Maximum temperature across ξ-space as a function of time, for all cases and for various scalar dissipations N₀. The top row shows a larger scale on the x-axis (time, t [ms]) while the bottom row shows the early stages of ignition for each case

Similar smooth ignition behaviour with the absence of a clearly defined inflection point was observed by Sidey et al. [14] in plug flow reactor simulations with hot combustion products. In this work, the presence of hot combustion product and intermediate species in the high temperature oxidiser caused an elongated ignition event which merged with an equilibrium reaction at the cold boundary. The presence of this elongated ignition event may be a marker for a transition into a preheated and dilution combustion regime. Sidey and Mastorakos also investigated steady counterflow flames with hot combustion products as an oxidiser and found that, as levels of dilution reached high levels, counterflow systems did not show evidence of sudden extinction, even at high rates of strain, but instead behaved with a monotonic S-Shaped curve [23]. This behaviour may also be observed here, with a chemically-frozen state reached at high N₀ for the c = 0.8 an c = 1.0, but no sudden transition to such a state noticeable in comparison with the c = 0.5 case, which occurs between N₀ = 150 s^− 1 and 250 s^− 1.

Figure 7 compiles the autoignition times for the various cases as a function of scalar dissipation. It is evident that: (i) the c = 0.5 cases autoigntite much later than the others; (ii) the case with adiabatic equilibrium products (c = 1) autoignites the earliest, although still at a finite time (which will be different for engine conditions); and (iii) the autoignition time increases with scalar dissipation. In an jet-ignited engine, the use of orifices with small diameter leads to higher N and may also lead to c < 1 in the emerging products, both factors detrimental to autoignition. However, high N values may not last too long in the jet and hence proper evaluation of the autoignition time in an engine environment requires recourse to the full turbulent reacting flow problem and modelling by models such as CMC or the PDF method.

Fig. 7

Ignition delay time (τ_ign, ms) as a function of scalar dissipation rate for c = 0.50, 0.80, and 1.00 cases.

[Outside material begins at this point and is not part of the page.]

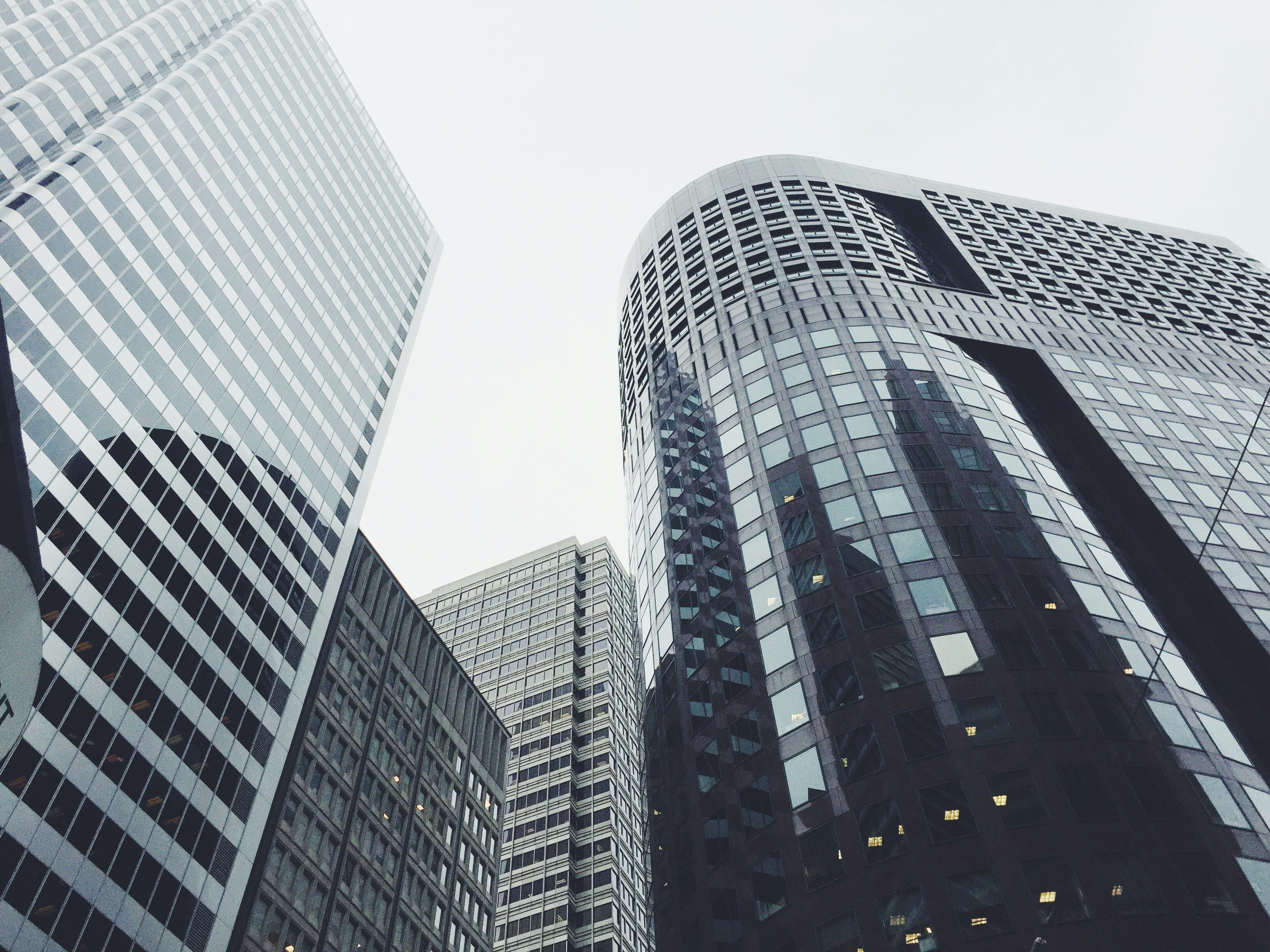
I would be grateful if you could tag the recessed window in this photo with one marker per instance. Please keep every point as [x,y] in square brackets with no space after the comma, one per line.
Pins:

Note that c = 0.50 results are plotted x 10^− 1

4 Conclusions

The structure of autoignition of a methane-air mixture of a lean equivalence ratio and fully-burnt or partially-burnt combustion products from a methane-air flame at ϕ = 0.85 has been investigated with transient diffusion flamelet calculations. These results are investigated in a context with relevance to scavenged pre-chamber natural-gas engines, where a turbulent jet emerges from a pre-chamber as either quenched partially-burnt products or fully-burnt products. A progress variable, c, is used to describe the degree of reaction of the jet. Jet values of c = 0.5, c = 0.8, and c = 1.0 are investigated here. At high scalar dissipation rates, N₀, ignition does not occur and a chemically-frozen steady-state condition emerges at long times. However, ignition is observable at very high scalar dissipation rates for cases with a higher temperature jet (c = 0.8 or c = 1.0). Ignition delay time increases with N₀ and decreases with c. These results suggest that very small jet orifices, which will increase N and lead to quenched products (c < 1.0) may inhibit ignition. The results help identify overall timescales of the jet-ignition problem and suggest a methodology by which estimates of ignition times in real engines may be made.